Please test it in your environment. Would appreciate your feedback. 
Hello.

Thanks for the update.
I used the new version to build my system of equations A*x=b and it was about two times faster than before. (old 1100 seconds, new 540 seconds) The time to build the system in double precision is around 4 seconds. I do like 1.5 million function evalutions of nested functions with vectors of the length 2000. I get a slightly different result compared to the old version, but i will check again if I do not have an error here.
Great, this is at least something.

I guess now the major bottleneck is not in assignment and referencing.

By any chance, could you send me the code so that I can trace it?
I am sorry but I can not give you the complete code. I will try to make some minimal examples of routines which take the most time. But I guess one part will be the call of functions which have mp values as input and mp values inside the function.
Just minimal example would be enough. Very interesting what routines are called from toolbox in your functions.
Hi.

I went through my complete code step by step now.
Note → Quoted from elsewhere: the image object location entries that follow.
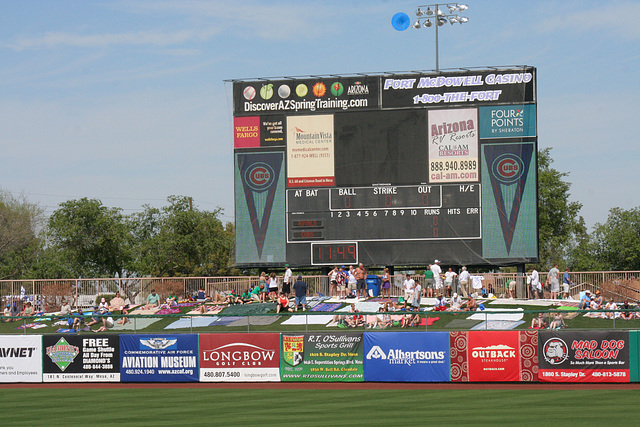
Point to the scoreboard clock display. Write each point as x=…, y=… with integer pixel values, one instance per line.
x=387, y=169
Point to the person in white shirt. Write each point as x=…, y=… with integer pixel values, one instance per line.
x=449, y=277
x=456, y=302
x=463, y=280
x=286, y=281
x=437, y=276
x=408, y=286
x=535, y=283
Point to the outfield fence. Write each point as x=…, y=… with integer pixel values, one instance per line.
x=47, y=295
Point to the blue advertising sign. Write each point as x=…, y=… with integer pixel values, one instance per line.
x=406, y=357
x=159, y=358
x=508, y=121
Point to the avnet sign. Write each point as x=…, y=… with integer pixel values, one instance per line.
x=239, y=357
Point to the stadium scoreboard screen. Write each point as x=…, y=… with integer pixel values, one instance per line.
x=389, y=169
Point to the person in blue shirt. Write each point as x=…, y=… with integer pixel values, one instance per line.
x=566, y=283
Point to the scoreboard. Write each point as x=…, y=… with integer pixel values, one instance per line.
x=395, y=169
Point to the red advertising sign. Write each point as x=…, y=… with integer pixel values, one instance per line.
x=239, y=357
x=493, y=356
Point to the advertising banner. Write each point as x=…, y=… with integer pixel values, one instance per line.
x=240, y=357
x=20, y=358
x=406, y=356
x=493, y=356
x=583, y=356
x=80, y=358
x=459, y=88
x=322, y=357
x=508, y=121
x=299, y=96
x=453, y=145
x=159, y=358
x=310, y=151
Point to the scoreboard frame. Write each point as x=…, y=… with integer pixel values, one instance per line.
x=464, y=138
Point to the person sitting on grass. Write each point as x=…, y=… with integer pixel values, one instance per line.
x=557, y=322
x=283, y=303
x=471, y=304
x=153, y=300
x=627, y=314
x=441, y=303
x=356, y=319
x=538, y=322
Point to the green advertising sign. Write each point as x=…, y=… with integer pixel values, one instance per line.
x=322, y=357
Most evaluations takes less than 20 times that of double precision like the evaluation of nested functions. The evaluation of nested functions involving bessel functions took me 200 times that of double, but thats not a big problem because they take only a small portion of the complete evaluation time. Following is the problem in my case:

Only a dummy multiplication:

mp.Digits(34);
A=mp(ones(600,6000))+mp(ones(600,6000))*i;
B=mp(ones(600,6000))+mp(ones(600,6000))*i;
tic
A*B.';
toc
Elapsed time is 88.208659 seconds.

In double:

A=ones(600,6000)+ones(600,6000)*i;
B=ones(600,6000)+ones(600,6000)*i;
tic
A*B.';
toc
Elapsed time is 0.368915 seconds.

I need to do such multiplications like 4 times in my code which means about 360 seconds are needed in mp precision for that compared to 1.6 seconds in double precision. If the performance in all functions would be 20 times that of double would be great. :-)
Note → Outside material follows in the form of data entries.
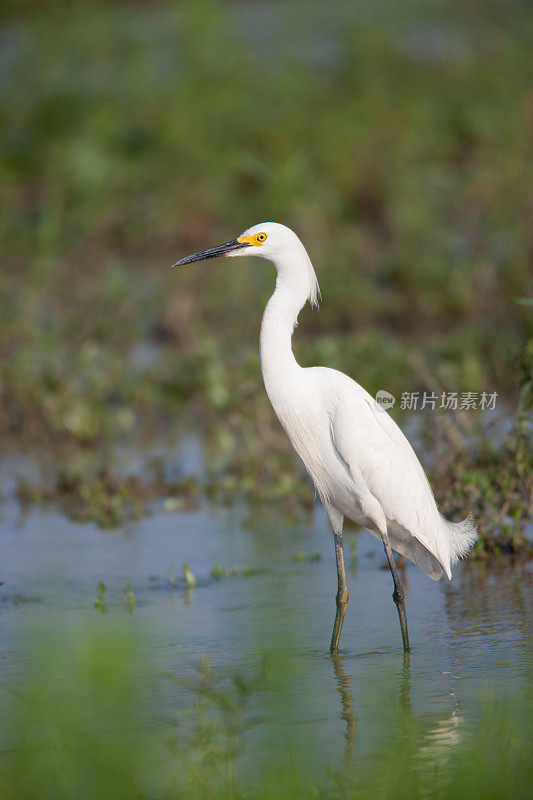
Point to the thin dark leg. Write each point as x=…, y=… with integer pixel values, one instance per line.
x=398, y=594
x=342, y=594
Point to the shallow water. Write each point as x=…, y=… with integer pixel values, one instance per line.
x=470, y=637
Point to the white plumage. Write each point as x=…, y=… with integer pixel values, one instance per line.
x=360, y=462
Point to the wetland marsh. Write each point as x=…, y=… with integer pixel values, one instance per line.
x=167, y=580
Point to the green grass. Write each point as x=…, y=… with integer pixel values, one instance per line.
x=395, y=141
x=103, y=721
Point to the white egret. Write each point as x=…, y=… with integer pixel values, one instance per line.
x=360, y=462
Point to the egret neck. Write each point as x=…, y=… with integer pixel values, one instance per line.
x=278, y=363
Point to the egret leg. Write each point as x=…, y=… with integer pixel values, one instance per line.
x=342, y=594
x=398, y=595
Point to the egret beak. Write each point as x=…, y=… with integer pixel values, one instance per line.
x=213, y=252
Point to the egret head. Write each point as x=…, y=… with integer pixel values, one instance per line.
x=272, y=241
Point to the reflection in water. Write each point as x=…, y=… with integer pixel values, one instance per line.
x=347, y=712
x=405, y=685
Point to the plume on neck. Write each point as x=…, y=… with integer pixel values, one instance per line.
x=313, y=295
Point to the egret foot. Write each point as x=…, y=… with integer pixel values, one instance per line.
x=342, y=594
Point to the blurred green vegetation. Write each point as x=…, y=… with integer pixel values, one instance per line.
x=112, y=725
x=396, y=140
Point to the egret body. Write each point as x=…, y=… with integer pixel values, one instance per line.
x=360, y=462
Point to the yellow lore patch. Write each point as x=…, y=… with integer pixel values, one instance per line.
x=257, y=240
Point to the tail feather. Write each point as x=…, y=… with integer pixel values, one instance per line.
x=461, y=536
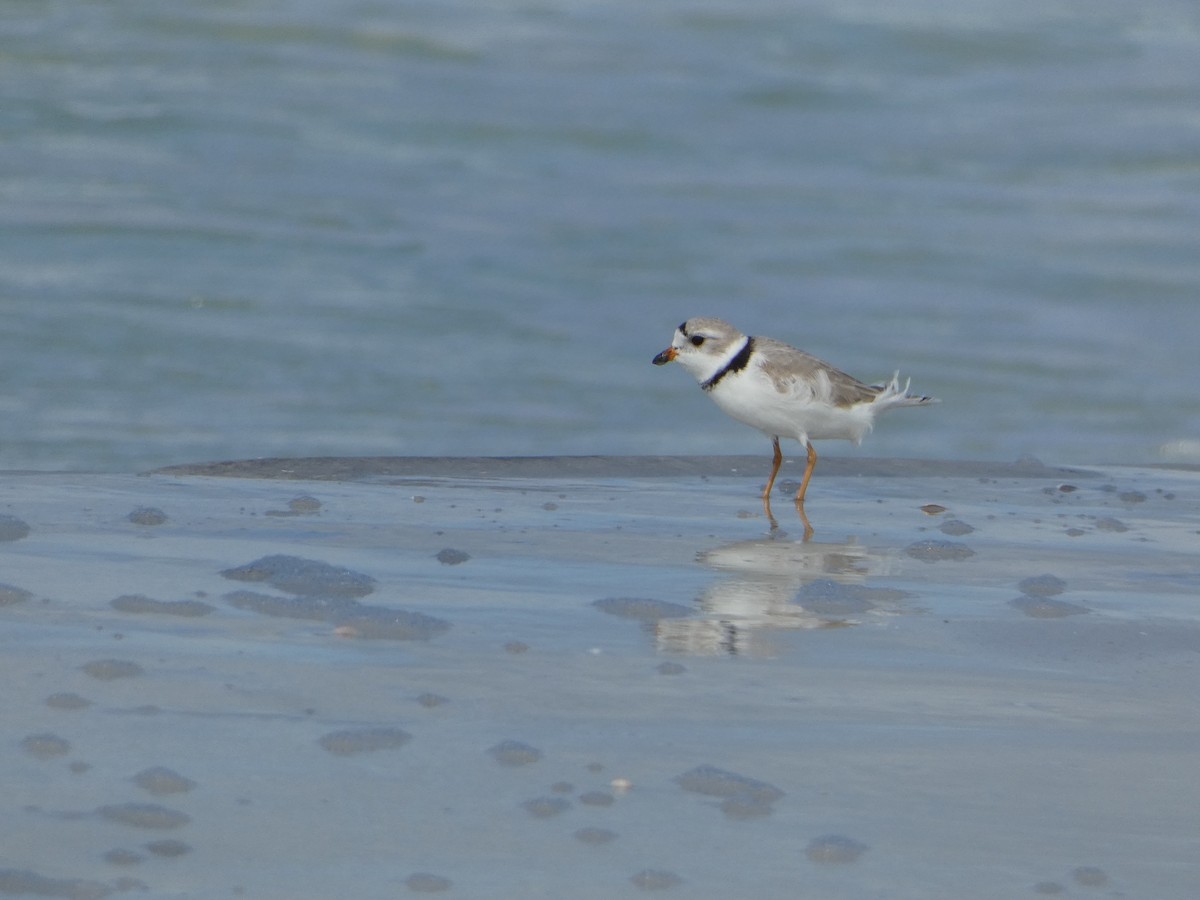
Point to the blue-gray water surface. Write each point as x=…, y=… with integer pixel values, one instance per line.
x=288, y=227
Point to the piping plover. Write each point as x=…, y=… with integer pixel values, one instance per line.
x=781, y=391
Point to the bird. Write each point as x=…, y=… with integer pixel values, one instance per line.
x=781, y=390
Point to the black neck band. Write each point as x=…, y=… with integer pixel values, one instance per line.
x=735, y=365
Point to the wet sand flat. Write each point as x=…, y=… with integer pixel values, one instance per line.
x=599, y=677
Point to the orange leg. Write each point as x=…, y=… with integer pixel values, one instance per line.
x=774, y=471
x=808, y=474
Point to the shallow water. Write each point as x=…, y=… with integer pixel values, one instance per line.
x=635, y=685
x=281, y=229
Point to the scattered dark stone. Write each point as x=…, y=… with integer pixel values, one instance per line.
x=826, y=597
x=10, y=595
x=67, y=701
x=514, y=753
x=453, y=557
x=595, y=835
x=108, y=670
x=597, y=798
x=955, y=527
x=46, y=745
x=24, y=882
x=160, y=780
x=712, y=781
x=642, y=609
x=834, y=849
x=427, y=883
x=144, y=815
x=1044, y=607
x=148, y=516
x=1042, y=586
x=382, y=624
x=168, y=849
x=655, y=880
x=304, y=577
x=1090, y=876
x=12, y=528
x=139, y=604
x=546, y=807
x=316, y=609
x=347, y=743
x=934, y=551
x=123, y=857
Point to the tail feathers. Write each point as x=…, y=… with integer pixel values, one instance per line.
x=893, y=395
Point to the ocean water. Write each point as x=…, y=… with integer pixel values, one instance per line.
x=287, y=228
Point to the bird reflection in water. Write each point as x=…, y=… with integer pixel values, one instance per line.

Another question: Did you change the bessel functions already? Because I get a slightly different result since the update.

Thanks.
Hi Michael!

Matrix multiplication is already polished to the extreme.
At the moment, the only thing what we can do for speed-up - is to use CPU with more cores :). 

This will change in future, when we will finish porting to GPU. Then we can expect x5-x10 times increase in performance.

The Bessel module is being actively modified. In the last release I changed algorithms for Y0, Y1, J0 and J1. Still I do not consider it finished or mature. Classical recommended algorithms (I use) suffer from accuracy drop when argument is large and close to being pure imaginary. No publicly available references mention the situation. 

The main issue is information on good algorithms on computing Bessel for complex arguments is scarce. Actually there are only two published papers on the topic.

MATLAB itself uses 30-year old FORTRAN library developed by Amos (http://www.netlib.org/amos/). Now I am trying to make the underling algorithms precision-independent and convert it to C++.

Until then please increase precision of argument proportionally to its magnitude, or/and use the built-in MATLAB function.
Sorry for such inconvenience - hopefully will fix it soon.
Hello.

Thank you for the answer. I figured that quadruple precision should take about 20 times that of double according to this poster. (http://atip.org/SGWORKSHOP/Posters/Poster%20-%20MUKINOKI.pdf)
But maybe the reason for that is, that they use GPUs and not CPUs.
There are several ways to represent "quadruple".

We rely on IEEE 754 standard - http://en.wikipedia.org/wiki/Quadruple-precision_floating-point_format

Whereas what the authors use is not actually quadruple, but 31-decimal digit surrogate with reduced exponent range and accuracy issues with really small numbers.

However "double-double" has several advantages - it is better suitable for GPU and low-level CPU optimization tricks.

Some time ago I have implemented my own "double-double" library for tests on GPU. If I find it superior in speed - I will add it to the toolbox as an option.
Dear Michael,

Please update the toolbox to 3.7.6.8114 (released today - Dec. 31).
It has a little bit faster matrix multiplication (10%-50% depending on matrix) and more functions are using the multi-core optimizations among other things.